Senator says he won’t yet lift hold on Cobert’s confirmation

Sen. David Vitter (R-La.) said he's continuing his hold on Beth Cobert's nomination to be the Office of Personnel Management's acting director, because he isn't...

One senator says he will continue his hold on Beth Cobert’s nomination to be the permanent Office of Personnel Management director.

Sen. David Vitter (R-La.) said he isn’t satisfied with OPM’s response to his questions about a final rule that lets members of Congress and their staff buy health insurance on the Small Business Health Options Plan (SHOP) exchange. And he’s blaming OPM — as well as members of Congress — for being complicit to an exemption in the Affordable Care Act that members shouldn’t have.

David Vitter
Sen. David Vitter (R-La.)

“I would welcome this being corrected either legislatively or administratively, and I’ve suggested numerous ways in which this can be done,” he wrote in a May 11 letter to Senate members. “In the meantime, I will maintain my hold on the nomination of Beth Cobert to become director of OPM.”

At issue is a final rule OPM published in October 2013, well before Cobert assumed her role as the agency’s acting director last July. When it was published, Vitter asked OPM leadership to answer several questions about the agency’s thought process behind the rule, as well as any documents and correspondence between OPM, the White House and members of Congress.

Vitter never got a response but sent a similar query to Cobert, threatening to stall her confirmation two days prior to her nomination hearing before the Senate Homeland Security and Governmental Affairs Committee.

OPM responded to Vitter March 15, but the agency’s director of congressional, legislative and intergovernmental affairs — rather than Cobert — signed the letter, according to a briefing Vitter’s staff put together on OPM’s response.
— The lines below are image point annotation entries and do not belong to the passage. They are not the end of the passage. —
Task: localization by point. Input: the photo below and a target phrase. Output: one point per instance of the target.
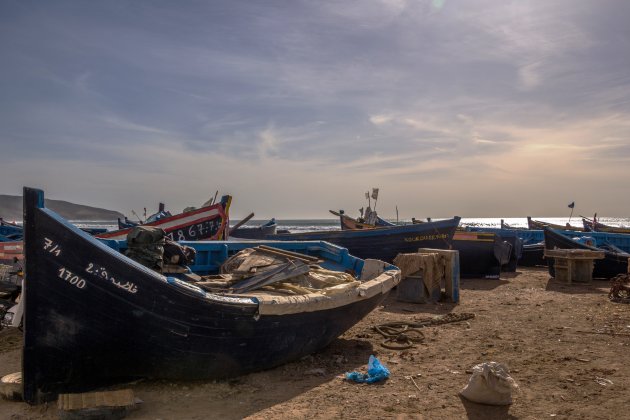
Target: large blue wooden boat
(210, 222)
(533, 241)
(386, 242)
(615, 261)
(95, 317)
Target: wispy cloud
(455, 99)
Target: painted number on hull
(102, 272)
(52, 247)
(72, 278)
(426, 237)
(201, 230)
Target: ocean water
(307, 225)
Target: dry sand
(567, 347)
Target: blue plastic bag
(376, 372)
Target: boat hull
(480, 254)
(94, 317)
(209, 222)
(258, 232)
(384, 243)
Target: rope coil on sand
(404, 335)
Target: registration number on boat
(426, 237)
(202, 230)
(72, 278)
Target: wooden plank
(117, 398)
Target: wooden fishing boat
(386, 242)
(205, 223)
(255, 232)
(613, 263)
(596, 226)
(539, 225)
(350, 223)
(95, 317)
(481, 254)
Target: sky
(475, 108)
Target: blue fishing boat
(386, 242)
(95, 317)
(10, 231)
(255, 232)
(615, 261)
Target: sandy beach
(567, 347)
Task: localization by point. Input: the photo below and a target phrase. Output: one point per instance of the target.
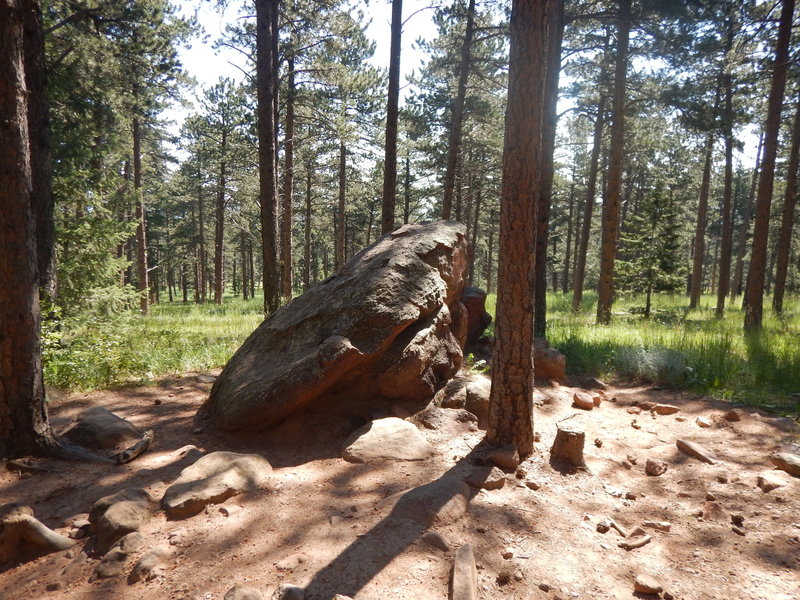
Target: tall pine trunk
(754, 292)
(787, 216)
(392, 113)
(610, 219)
(266, 37)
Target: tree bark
(392, 113)
(787, 216)
(555, 35)
(266, 36)
(457, 114)
(586, 225)
(699, 247)
(288, 186)
(141, 220)
(608, 244)
(511, 396)
(24, 426)
(754, 293)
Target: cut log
(568, 446)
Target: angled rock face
(389, 323)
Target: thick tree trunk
(219, 232)
(586, 225)
(266, 36)
(555, 35)
(787, 216)
(457, 114)
(754, 293)
(141, 220)
(340, 213)
(288, 187)
(511, 397)
(610, 220)
(699, 247)
(392, 113)
(24, 427)
(726, 243)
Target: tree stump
(568, 446)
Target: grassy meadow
(675, 347)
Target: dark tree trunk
(340, 213)
(392, 113)
(266, 36)
(24, 426)
(219, 232)
(288, 187)
(586, 224)
(726, 243)
(511, 397)
(754, 292)
(610, 220)
(555, 34)
(738, 275)
(787, 216)
(457, 114)
(699, 247)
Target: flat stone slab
(213, 479)
(386, 439)
(697, 451)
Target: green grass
(675, 347)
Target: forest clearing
(296, 307)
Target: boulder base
(390, 324)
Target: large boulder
(388, 325)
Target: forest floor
(328, 509)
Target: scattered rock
(119, 514)
(149, 565)
(583, 400)
(437, 540)
(100, 429)
(505, 457)
(386, 439)
(213, 479)
(788, 462)
(480, 479)
(665, 409)
(389, 324)
(464, 581)
(772, 480)
(704, 422)
(645, 584)
(287, 591)
(243, 592)
(655, 467)
(291, 562)
(697, 451)
(23, 536)
(733, 415)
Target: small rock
(645, 584)
(733, 415)
(655, 467)
(291, 562)
(287, 591)
(437, 540)
(703, 422)
(771, 480)
(583, 400)
(243, 592)
(505, 457)
(788, 462)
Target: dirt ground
(328, 509)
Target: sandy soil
(327, 509)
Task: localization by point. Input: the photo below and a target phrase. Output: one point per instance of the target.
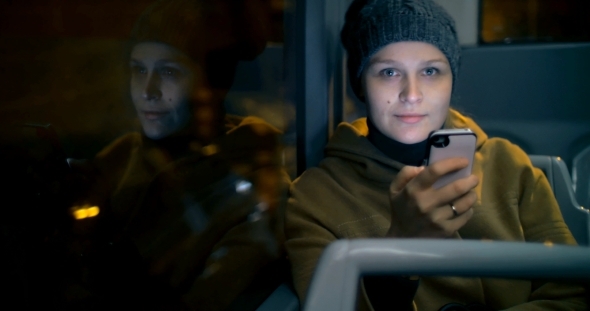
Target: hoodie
(347, 197)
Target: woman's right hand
(419, 210)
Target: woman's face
(407, 87)
(162, 80)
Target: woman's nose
(152, 88)
(411, 92)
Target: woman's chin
(410, 138)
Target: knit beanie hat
(372, 24)
(215, 33)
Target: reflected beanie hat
(215, 33)
(372, 24)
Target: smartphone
(451, 143)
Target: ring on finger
(454, 210)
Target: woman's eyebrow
(438, 60)
(382, 61)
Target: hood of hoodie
(350, 143)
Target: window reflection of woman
(175, 231)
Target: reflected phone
(451, 143)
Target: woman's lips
(410, 118)
(154, 115)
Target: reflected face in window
(407, 87)
(162, 81)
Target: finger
(453, 225)
(465, 202)
(457, 189)
(406, 174)
(435, 171)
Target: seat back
(581, 177)
(335, 282)
(576, 217)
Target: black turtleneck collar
(408, 154)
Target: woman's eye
(170, 72)
(138, 70)
(430, 71)
(388, 72)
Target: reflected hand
(419, 210)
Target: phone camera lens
(441, 141)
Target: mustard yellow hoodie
(346, 197)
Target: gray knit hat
(373, 24)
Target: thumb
(404, 176)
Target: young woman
(403, 60)
(188, 206)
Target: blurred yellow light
(81, 213)
(548, 243)
(93, 211)
(85, 211)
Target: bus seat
(576, 217)
(335, 282)
(581, 177)
(282, 299)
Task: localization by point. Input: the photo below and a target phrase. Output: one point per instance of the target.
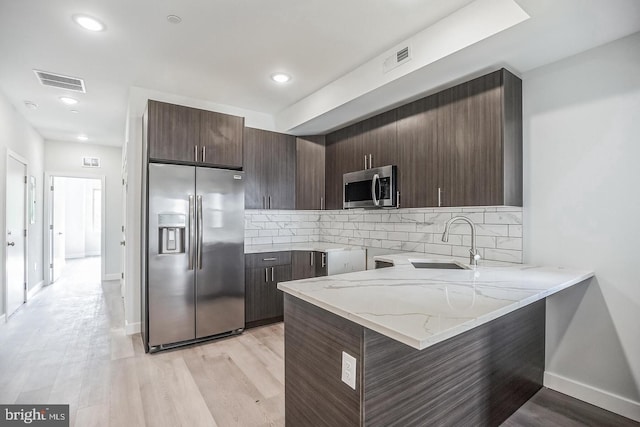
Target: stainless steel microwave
(370, 188)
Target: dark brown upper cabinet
(221, 139)
(173, 132)
(343, 154)
(379, 139)
(310, 163)
(363, 145)
(270, 166)
(189, 135)
(463, 146)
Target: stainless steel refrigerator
(195, 255)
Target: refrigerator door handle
(192, 226)
(199, 231)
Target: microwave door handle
(376, 201)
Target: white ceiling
(225, 50)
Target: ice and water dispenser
(172, 229)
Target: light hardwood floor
(67, 345)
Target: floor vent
(399, 57)
(58, 80)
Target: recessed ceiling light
(88, 23)
(280, 77)
(67, 100)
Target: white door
(123, 251)
(57, 228)
(16, 230)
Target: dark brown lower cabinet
(263, 300)
(478, 378)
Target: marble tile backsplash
(273, 226)
(499, 229)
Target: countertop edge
(434, 339)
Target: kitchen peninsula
(431, 346)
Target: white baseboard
(35, 290)
(603, 399)
(132, 328)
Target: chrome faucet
(473, 252)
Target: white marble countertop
(308, 246)
(421, 307)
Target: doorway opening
(15, 224)
(76, 228)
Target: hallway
(67, 345)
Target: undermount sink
(442, 265)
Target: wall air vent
(399, 57)
(58, 80)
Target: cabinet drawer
(267, 259)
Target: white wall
(66, 157)
(582, 210)
(18, 136)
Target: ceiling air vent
(399, 57)
(58, 80)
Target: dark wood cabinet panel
(314, 341)
(453, 137)
(512, 139)
(308, 264)
(221, 139)
(492, 369)
(303, 265)
(459, 147)
(174, 132)
(310, 165)
(269, 163)
(321, 264)
(419, 160)
(264, 303)
(189, 135)
(255, 167)
(379, 139)
(281, 175)
(343, 154)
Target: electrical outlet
(349, 370)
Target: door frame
(19, 158)
(48, 175)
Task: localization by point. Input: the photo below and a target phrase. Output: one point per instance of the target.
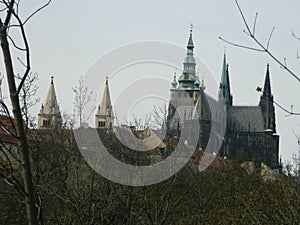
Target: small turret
(104, 115)
(49, 116)
(224, 89)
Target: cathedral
(250, 133)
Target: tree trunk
(20, 131)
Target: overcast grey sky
(69, 36)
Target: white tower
(104, 115)
(49, 116)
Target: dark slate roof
(242, 116)
(202, 108)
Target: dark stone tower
(266, 104)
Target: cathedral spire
(104, 116)
(267, 104)
(224, 89)
(49, 116)
(267, 86)
(188, 78)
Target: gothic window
(101, 124)
(46, 123)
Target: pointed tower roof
(105, 108)
(188, 79)
(190, 44)
(224, 89)
(267, 86)
(50, 105)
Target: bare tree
(263, 48)
(12, 20)
(82, 98)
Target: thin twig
(241, 46)
(36, 11)
(262, 47)
(270, 37)
(254, 24)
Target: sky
(68, 37)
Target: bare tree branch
(270, 37)
(262, 48)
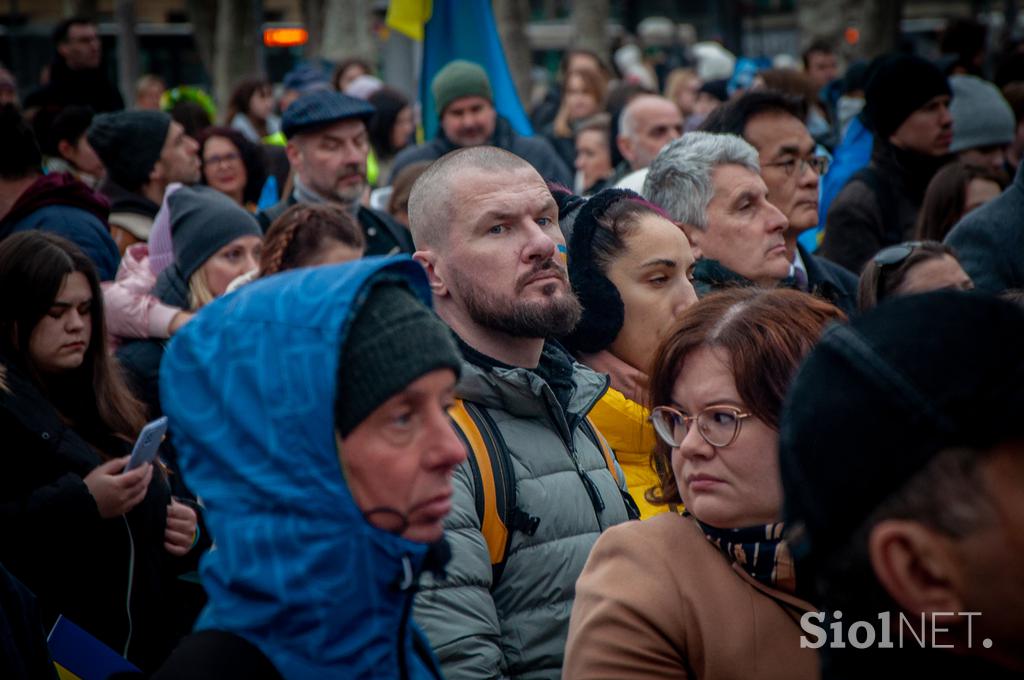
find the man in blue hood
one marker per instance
(309, 412)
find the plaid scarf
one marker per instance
(761, 552)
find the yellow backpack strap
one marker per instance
(494, 529)
(609, 458)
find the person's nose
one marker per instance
(694, 445)
(809, 176)
(774, 218)
(945, 118)
(75, 323)
(540, 244)
(252, 261)
(448, 451)
(685, 297)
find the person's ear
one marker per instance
(294, 154)
(916, 566)
(429, 260)
(66, 150)
(626, 147)
(693, 236)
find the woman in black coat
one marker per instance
(100, 546)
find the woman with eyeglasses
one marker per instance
(711, 593)
(231, 165)
(908, 268)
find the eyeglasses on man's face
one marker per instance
(818, 163)
(719, 425)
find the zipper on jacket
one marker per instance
(407, 566)
(131, 576)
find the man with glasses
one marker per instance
(792, 168)
(711, 186)
(76, 75)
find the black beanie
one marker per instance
(129, 143)
(876, 400)
(603, 310)
(393, 340)
(203, 221)
(897, 86)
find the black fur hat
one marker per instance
(603, 311)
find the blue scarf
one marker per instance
(759, 550)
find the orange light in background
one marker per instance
(285, 37)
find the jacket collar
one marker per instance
(523, 392)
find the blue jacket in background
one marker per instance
(249, 386)
(852, 154)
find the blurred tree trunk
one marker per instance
(347, 31)
(128, 66)
(820, 19)
(880, 28)
(511, 17)
(312, 18)
(203, 15)
(237, 45)
(590, 27)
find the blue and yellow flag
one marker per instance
(465, 30)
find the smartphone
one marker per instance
(147, 443)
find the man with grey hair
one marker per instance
(485, 229)
(711, 186)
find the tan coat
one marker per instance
(657, 600)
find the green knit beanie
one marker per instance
(393, 340)
(460, 79)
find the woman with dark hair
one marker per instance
(232, 165)
(94, 543)
(630, 266)
(250, 110)
(347, 71)
(953, 192)
(310, 235)
(907, 268)
(391, 127)
(711, 593)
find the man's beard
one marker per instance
(552, 316)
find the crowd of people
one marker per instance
(718, 381)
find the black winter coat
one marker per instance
(110, 577)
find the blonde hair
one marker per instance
(594, 84)
(199, 290)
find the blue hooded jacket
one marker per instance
(250, 386)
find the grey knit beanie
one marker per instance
(129, 143)
(393, 340)
(203, 221)
(460, 79)
(981, 116)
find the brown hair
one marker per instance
(239, 101)
(946, 198)
(766, 334)
(594, 84)
(93, 396)
(301, 231)
(401, 187)
(879, 281)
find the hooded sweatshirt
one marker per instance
(250, 386)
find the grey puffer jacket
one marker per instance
(518, 628)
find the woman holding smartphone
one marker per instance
(99, 546)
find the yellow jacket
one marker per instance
(624, 423)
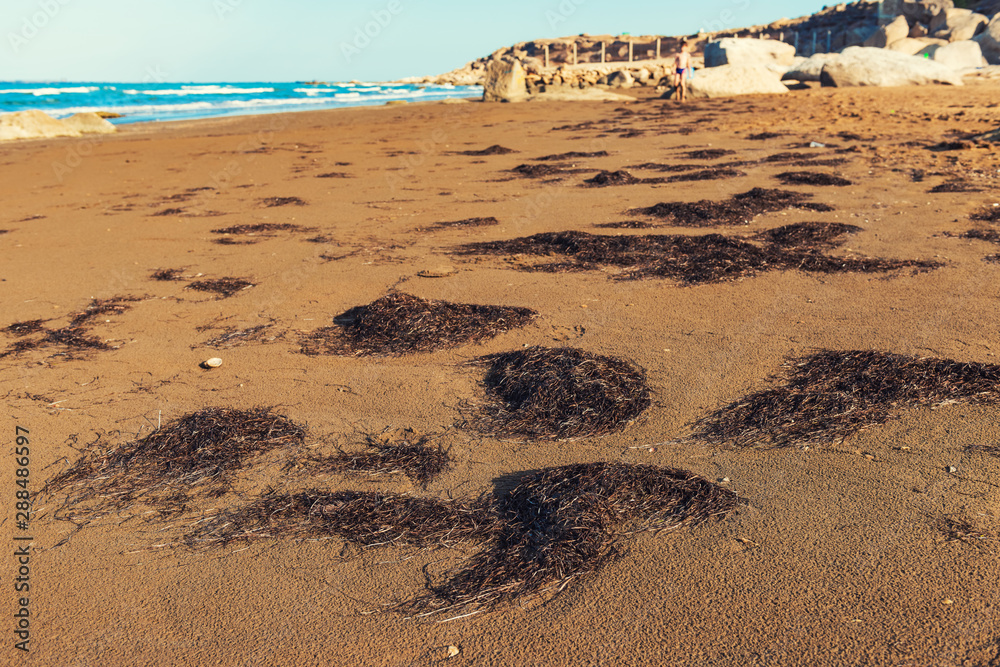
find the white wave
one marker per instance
(260, 104)
(37, 92)
(200, 90)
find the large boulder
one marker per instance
(956, 55)
(748, 52)
(912, 47)
(889, 33)
(621, 79)
(989, 41)
(863, 66)
(732, 80)
(957, 24)
(35, 124)
(809, 69)
(504, 81)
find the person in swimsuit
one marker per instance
(682, 65)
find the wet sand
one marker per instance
(837, 556)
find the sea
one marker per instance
(141, 102)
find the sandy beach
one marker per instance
(838, 553)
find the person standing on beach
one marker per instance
(682, 66)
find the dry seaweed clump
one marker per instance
(811, 178)
(607, 178)
(254, 232)
(739, 209)
(691, 260)
(25, 328)
(223, 287)
(363, 518)
(195, 455)
(405, 324)
(571, 155)
(831, 395)
(709, 153)
(556, 526)
(551, 393)
(462, 224)
(989, 235)
(404, 452)
(101, 307)
(988, 214)
(271, 202)
(165, 275)
(495, 149)
(808, 235)
(563, 524)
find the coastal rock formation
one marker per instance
(504, 81)
(989, 41)
(35, 124)
(922, 11)
(889, 33)
(748, 52)
(912, 46)
(809, 69)
(957, 55)
(863, 66)
(731, 80)
(621, 79)
(957, 24)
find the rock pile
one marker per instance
(865, 43)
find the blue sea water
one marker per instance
(139, 102)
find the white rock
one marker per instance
(990, 41)
(731, 80)
(956, 24)
(912, 46)
(957, 55)
(35, 124)
(621, 79)
(504, 81)
(864, 66)
(748, 52)
(809, 69)
(887, 34)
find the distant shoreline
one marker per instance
(164, 102)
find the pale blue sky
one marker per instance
(266, 40)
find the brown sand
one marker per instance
(844, 554)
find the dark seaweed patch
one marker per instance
(405, 324)
(563, 392)
(831, 395)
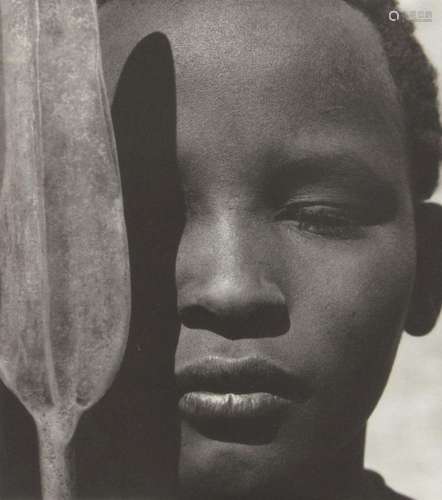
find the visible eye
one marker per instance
(325, 220)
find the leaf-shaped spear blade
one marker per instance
(65, 291)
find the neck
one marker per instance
(338, 478)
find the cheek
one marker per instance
(348, 301)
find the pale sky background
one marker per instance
(405, 432)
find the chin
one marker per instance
(213, 468)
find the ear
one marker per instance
(426, 300)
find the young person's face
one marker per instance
(298, 250)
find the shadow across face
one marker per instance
(132, 434)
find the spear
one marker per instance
(64, 267)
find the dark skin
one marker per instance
(299, 208)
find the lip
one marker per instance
(206, 405)
(246, 388)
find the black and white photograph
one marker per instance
(220, 250)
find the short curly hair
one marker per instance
(415, 79)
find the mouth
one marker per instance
(235, 389)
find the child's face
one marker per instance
(299, 243)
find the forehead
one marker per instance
(255, 72)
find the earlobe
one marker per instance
(426, 300)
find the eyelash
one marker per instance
(328, 221)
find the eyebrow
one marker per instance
(345, 171)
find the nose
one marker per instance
(224, 285)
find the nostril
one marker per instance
(240, 321)
(196, 317)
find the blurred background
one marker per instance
(405, 431)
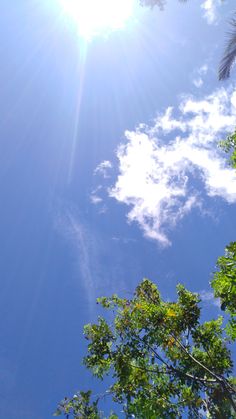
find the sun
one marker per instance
(96, 17)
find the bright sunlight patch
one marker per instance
(96, 17)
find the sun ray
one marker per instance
(93, 17)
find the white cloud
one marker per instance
(103, 168)
(198, 79)
(210, 8)
(159, 165)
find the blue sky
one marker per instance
(109, 172)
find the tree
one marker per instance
(229, 56)
(224, 285)
(165, 363)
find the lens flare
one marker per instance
(96, 17)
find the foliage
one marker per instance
(224, 285)
(163, 361)
(229, 56)
(229, 146)
(80, 406)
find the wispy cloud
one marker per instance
(210, 8)
(85, 246)
(199, 75)
(161, 167)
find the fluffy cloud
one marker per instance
(168, 169)
(210, 8)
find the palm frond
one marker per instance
(229, 56)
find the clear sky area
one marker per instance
(109, 172)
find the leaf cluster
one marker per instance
(163, 361)
(224, 285)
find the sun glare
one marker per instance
(96, 17)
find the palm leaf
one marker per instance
(229, 56)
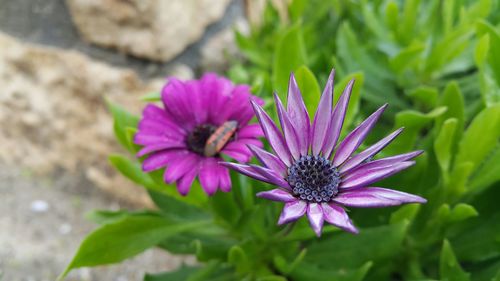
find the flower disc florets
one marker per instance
(314, 179)
(197, 139)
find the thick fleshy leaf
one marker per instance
(374, 197)
(315, 216)
(277, 195)
(292, 211)
(273, 135)
(369, 152)
(291, 137)
(322, 118)
(337, 120)
(356, 137)
(298, 114)
(337, 216)
(364, 177)
(269, 160)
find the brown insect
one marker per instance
(219, 138)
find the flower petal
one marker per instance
(386, 162)
(157, 147)
(271, 176)
(161, 159)
(292, 211)
(209, 177)
(364, 177)
(315, 215)
(250, 131)
(184, 184)
(269, 160)
(177, 169)
(374, 197)
(245, 169)
(338, 115)
(356, 137)
(369, 152)
(291, 138)
(322, 118)
(337, 216)
(277, 195)
(273, 135)
(297, 112)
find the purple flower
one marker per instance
(316, 176)
(201, 120)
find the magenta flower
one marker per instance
(201, 120)
(314, 175)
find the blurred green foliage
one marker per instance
(437, 63)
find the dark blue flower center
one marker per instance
(197, 139)
(314, 179)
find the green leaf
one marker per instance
(407, 57)
(115, 242)
(481, 137)
(449, 268)
(309, 88)
(290, 54)
(238, 258)
(122, 119)
(443, 145)
(405, 213)
(488, 173)
(311, 272)
(427, 96)
(462, 212)
(453, 100)
(132, 171)
(481, 51)
(379, 243)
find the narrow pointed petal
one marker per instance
(292, 211)
(386, 162)
(374, 197)
(161, 159)
(277, 195)
(315, 216)
(225, 179)
(271, 176)
(291, 137)
(209, 177)
(177, 169)
(337, 216)
(338, 116)
(244, 169)
(298, 114)
(363, 178)
(356, 137)
(322, 118)
(269, 160)
(273, 135)
(369, 152)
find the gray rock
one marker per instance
(152, 29)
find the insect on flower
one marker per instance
(316, 175)
(219, 138)
(200, 121)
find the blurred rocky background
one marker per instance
(59, 60)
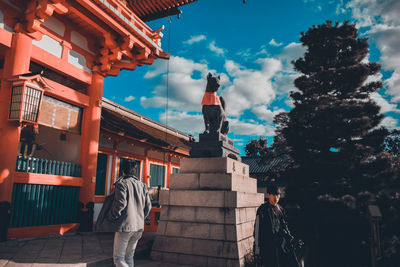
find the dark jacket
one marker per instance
(126, 211)
(272, 237)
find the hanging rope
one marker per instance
(167, 89)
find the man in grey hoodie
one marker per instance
(130, 207)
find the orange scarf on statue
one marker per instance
(210, 98)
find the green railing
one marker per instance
(45, 166)
(34, 205)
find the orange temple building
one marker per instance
(54, 56)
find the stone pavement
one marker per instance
(78, 249)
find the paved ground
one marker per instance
(79, 249)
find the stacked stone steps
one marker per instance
(207, 216)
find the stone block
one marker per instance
(208, 198)
(231, 182)
(173, 244)
(184, 181)
(164, 197)
(162, 225)
(244, 199)
(192, 260)
(219, 165)
(215, 215)
(196, 198)
(211, 248)
(216, 262)
(190, 230)
(178, 213)
(156, 255)
(170, 257)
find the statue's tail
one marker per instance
(222, 102)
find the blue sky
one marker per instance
(251, 46)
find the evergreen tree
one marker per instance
(332, 131)
(256, 148)
(333, 136)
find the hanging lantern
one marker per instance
(26, 97)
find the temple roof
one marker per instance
(154, 9)
(122, 121)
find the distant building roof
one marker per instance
(256, 168)
(154, 9)
(122, 121)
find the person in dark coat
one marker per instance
(272, 238)
(130, 207)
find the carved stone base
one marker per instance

The issue is whether OPM permits Congress to be considered a small business. Small businesses with no more than 100 employees can typically purchase health care through the SHOP exchange, the Affordable Care Act says.

But Congress employs roughly 16,000 people, Vitter said, meaning Congress could not qualify for small business status.

According to OPM’s response to Vitter, the agency doesn’t see an issue with ACA exemption.

“OPM does not take the position that Congress is a small employer, nor has OPM taken such a position in the past,” the agency wrote in response. “Nothing in the proposed or final rule indicates that Congress shall be considered a small employer.”

But Vitter disagrees.

“OPM deliberately misinterpreted the ACA, and OPM’s assertion that it does not and has not taken a position that Congress is a small employer is simply false,” the briefing said. “In promulgating the final rule, OPM clearly decided to treat Congress as a small employer, and yet continues to deny it has any position, one way or the other.”

Vitter also said members of Congress played a role in letting the branch continue with the ACA exemption.

“Both the House and Senate, through unnamed staff, officially certified in writing that each body employed 45 persons in order to qualify for the D.C. Small Business Exchange,” he wrote in his letter Congress.

Vitter said OPM also didn’t provide full answers to all of his questions. The agency did give Vitter’s staff copies of emails and other documents between OPM and members of Congress on this topic. But the agency said it didn’t correspond with White House staff as it developed the final rule.

Despite some concern over this particular issue, the Senate Homeland Security and Governmental Affairs Committee voted 15-0 in February to move Cobert’s nomination forward. Committee Chairman Ron Johnson (R-Wis.) said he agreed to move Cobert’s nomination forward because she agreed to “accommodate [congressional] oversight needs.”

Committee Ranking Member Tom Carper (D-Del.), as well as other members of Congress, have been particularly vocal in calling for the Senate to confirm Cobert quickly.

House Oversight and Government Reform Committee Chairman Jason Chaffetz (R-Utah) and Ranking Member Elijah Cummings (D-Md.) expressed their support for Cobert in a March 3 letter to Senate leadership, calling her “competent and qualified.”